For rural hospitals that provide critical services to communities across the United States, Microsoft created the Microsoft Cybersecurity for Rural Hospitals Program. It provides affordable access to Microsoft security solutions, builds cybersecurity capacity, and helps solve fundamental challenges through innovation.
For healthcare organizations with the resources, as part of this report we provide guidance on how to:
Establish a strong governance framework. Create an incident response and detection plan. Then, be prepared to execute the attack effectively during the actual attack to minimize damage and ensure quick recovery. Implement continuous monitoring and real-time detection capabilities. Cybersecurity Awareness and Education Educate your organization with #BeCyberSmart Kit. Take advantage of the resiliency strategies outlined in the report.

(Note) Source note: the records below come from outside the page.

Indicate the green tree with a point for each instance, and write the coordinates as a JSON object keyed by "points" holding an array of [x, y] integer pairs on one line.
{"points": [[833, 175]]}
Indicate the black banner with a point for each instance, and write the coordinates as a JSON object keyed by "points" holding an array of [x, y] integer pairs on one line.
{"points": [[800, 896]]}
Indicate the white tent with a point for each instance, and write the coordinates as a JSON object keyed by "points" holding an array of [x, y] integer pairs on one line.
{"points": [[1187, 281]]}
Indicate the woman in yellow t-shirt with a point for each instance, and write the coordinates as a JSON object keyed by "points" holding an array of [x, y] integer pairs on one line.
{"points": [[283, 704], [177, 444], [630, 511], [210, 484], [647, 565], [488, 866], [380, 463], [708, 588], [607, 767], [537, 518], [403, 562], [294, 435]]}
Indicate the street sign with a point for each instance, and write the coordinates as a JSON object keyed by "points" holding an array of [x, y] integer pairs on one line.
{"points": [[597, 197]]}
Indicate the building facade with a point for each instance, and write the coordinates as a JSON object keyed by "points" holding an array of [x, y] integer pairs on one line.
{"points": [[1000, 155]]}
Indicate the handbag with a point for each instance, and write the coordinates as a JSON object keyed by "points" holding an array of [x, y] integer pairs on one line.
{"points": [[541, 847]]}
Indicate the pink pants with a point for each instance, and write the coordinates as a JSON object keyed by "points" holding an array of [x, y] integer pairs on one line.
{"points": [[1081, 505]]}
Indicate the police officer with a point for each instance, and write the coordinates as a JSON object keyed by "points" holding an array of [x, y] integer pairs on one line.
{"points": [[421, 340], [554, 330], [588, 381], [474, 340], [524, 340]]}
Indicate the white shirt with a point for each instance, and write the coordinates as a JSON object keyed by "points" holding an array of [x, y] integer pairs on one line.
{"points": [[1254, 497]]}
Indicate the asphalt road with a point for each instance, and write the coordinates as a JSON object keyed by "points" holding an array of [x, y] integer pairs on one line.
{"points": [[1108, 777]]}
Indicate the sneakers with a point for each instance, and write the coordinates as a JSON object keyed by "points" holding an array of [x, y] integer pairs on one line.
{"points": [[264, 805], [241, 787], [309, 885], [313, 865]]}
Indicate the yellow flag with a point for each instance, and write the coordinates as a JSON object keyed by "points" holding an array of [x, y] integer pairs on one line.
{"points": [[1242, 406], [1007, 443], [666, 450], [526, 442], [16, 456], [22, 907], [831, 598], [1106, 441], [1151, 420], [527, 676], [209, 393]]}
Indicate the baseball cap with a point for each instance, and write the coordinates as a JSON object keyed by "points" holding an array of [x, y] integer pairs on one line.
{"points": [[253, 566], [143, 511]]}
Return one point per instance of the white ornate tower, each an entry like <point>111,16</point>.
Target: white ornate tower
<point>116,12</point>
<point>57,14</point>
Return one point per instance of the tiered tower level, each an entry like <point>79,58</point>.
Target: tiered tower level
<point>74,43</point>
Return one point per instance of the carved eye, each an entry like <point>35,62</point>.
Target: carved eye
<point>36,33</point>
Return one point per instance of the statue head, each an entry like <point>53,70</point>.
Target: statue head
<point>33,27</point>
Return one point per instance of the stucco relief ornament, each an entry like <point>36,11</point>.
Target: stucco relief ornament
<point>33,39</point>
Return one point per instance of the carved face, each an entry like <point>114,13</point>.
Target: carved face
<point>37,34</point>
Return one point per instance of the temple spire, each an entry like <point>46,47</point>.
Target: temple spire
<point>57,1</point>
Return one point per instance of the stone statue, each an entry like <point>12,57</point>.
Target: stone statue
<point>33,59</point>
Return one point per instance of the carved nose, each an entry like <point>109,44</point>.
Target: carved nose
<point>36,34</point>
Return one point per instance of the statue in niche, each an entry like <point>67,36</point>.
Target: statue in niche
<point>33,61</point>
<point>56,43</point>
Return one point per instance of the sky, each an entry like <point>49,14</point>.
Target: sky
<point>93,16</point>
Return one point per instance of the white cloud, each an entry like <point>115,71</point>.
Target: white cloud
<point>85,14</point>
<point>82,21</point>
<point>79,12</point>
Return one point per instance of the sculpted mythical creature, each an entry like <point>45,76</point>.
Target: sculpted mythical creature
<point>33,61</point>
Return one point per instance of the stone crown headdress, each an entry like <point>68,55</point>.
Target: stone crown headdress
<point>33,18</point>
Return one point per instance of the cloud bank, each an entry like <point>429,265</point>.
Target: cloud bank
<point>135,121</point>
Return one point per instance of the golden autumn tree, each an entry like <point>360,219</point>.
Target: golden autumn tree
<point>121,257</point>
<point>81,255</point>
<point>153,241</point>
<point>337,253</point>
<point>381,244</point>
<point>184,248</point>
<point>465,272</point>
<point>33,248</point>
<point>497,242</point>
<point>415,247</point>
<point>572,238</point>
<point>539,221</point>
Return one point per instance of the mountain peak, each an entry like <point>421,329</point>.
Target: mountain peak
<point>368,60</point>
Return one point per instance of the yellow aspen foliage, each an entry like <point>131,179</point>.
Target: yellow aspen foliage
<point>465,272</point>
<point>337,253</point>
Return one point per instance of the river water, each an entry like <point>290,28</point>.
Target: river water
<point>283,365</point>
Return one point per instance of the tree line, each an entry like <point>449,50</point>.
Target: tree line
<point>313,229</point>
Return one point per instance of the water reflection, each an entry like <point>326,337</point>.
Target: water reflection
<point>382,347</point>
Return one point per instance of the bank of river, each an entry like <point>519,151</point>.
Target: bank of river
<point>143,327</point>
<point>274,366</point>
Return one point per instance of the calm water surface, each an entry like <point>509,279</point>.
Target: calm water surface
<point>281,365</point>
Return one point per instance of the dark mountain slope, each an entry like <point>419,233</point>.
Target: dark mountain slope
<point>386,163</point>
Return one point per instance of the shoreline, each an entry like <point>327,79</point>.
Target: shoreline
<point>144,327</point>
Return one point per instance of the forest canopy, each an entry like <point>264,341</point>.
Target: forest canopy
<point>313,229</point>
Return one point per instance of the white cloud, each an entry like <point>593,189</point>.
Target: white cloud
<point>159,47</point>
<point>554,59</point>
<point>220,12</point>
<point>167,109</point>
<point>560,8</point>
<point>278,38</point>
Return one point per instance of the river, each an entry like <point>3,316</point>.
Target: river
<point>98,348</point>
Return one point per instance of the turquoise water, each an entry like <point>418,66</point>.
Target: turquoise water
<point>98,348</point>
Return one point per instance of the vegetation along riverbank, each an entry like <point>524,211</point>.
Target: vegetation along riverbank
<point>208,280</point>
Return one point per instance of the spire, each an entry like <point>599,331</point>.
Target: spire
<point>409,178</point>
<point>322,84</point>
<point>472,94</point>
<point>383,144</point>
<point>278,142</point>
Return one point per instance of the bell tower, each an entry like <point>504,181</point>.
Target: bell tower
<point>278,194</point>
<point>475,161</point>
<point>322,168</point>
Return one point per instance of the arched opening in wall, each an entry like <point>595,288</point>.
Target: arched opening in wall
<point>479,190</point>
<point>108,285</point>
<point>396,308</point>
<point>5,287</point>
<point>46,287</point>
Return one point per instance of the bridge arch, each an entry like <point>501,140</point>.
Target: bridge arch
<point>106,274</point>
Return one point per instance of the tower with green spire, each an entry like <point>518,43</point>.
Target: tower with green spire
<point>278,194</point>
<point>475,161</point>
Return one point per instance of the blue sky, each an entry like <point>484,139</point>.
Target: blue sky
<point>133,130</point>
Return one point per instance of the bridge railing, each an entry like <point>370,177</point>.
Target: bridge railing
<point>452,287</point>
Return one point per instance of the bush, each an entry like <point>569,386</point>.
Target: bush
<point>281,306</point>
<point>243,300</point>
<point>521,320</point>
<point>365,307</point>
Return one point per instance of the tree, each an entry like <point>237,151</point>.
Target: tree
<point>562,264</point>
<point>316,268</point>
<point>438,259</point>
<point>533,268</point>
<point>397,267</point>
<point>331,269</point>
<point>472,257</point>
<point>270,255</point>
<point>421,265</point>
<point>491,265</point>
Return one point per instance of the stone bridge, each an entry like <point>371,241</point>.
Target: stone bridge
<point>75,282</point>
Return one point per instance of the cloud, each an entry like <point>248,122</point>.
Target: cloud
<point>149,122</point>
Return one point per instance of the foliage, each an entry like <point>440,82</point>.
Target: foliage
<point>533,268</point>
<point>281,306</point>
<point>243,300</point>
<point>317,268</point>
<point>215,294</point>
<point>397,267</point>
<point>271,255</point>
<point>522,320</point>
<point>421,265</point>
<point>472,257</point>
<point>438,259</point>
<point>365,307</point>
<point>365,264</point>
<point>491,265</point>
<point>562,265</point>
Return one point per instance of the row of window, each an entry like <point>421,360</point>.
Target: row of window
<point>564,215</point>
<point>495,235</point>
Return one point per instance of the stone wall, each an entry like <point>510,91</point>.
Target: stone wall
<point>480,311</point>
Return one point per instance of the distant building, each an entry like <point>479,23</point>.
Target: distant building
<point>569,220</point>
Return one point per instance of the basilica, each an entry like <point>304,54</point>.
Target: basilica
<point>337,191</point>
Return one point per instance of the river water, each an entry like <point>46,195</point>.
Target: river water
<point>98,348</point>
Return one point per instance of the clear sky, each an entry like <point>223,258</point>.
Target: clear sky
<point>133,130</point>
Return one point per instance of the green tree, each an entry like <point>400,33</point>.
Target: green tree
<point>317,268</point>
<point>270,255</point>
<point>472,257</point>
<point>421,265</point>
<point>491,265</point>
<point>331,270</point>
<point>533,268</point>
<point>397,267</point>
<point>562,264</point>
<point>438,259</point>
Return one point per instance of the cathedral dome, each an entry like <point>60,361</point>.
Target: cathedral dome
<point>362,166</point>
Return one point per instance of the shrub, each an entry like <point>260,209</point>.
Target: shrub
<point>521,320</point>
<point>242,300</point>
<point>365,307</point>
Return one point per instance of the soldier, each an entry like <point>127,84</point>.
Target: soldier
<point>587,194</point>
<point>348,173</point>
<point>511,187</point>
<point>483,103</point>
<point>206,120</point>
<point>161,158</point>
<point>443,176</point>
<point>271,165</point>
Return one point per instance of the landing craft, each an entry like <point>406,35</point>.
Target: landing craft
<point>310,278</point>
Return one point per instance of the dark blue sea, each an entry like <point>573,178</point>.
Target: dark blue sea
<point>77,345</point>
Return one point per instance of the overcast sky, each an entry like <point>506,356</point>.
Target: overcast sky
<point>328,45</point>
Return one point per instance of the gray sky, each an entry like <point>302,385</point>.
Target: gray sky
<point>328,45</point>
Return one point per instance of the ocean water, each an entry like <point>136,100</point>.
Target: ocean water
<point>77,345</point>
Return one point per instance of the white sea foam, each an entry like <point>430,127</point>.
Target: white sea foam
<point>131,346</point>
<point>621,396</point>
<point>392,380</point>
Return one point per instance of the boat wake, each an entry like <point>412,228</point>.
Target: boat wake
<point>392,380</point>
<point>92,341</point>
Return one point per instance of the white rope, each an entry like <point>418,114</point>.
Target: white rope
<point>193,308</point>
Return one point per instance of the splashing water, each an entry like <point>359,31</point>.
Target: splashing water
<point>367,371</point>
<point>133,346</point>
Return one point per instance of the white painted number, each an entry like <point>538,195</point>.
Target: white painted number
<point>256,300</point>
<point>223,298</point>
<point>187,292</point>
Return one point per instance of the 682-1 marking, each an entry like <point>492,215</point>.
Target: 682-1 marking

Given the serious cyber threats to healthcare organizations, it is important to protect your assets by understanding the situation and taking steps to prevent it. For more information on the current health care cyberthreat landscape and ransomware threats, as well as more detailed guidance on building resilience, see the “U.S. Health Care at Risk: Strengthening Resilience to Ransomware Attacks” report Read and watch the Medical Threat Intelligence briefing video. included in the report. To stay up to date with the latest threat intelligence insights and get practical guidance on your security journey, bookmark Microsoft Security Insider.
learn more
To learn more about Microsoft security solutions, please visit our website. Bookmark our security blog to stay up to date with experts on security issues. Also, follow us on LinkedIn (Microsoft Security) and X (@MSFTSecurity) for the latest cybersecurity news and updates.
1 How to protect your network from ransomware, justice.gov.
2 Threat Landscape: Medical and Public Health Sector, April 2024. Microsoft Threat Intelligence.
3 On average, healthcare organizations lose $900,000 per day due to downtime due to ransomware attacks, according to Comparitech. March 6, 2024.
4The number and severity of healthcare ransomware attacks continues to increase, HIPAA Journal. September 2024.
5 Ransomware attack linked to disruption of adjacent emergency departments in the United States, JAMA Network. May 8, 2023.
6Microsoft Digital Defense Report 2024.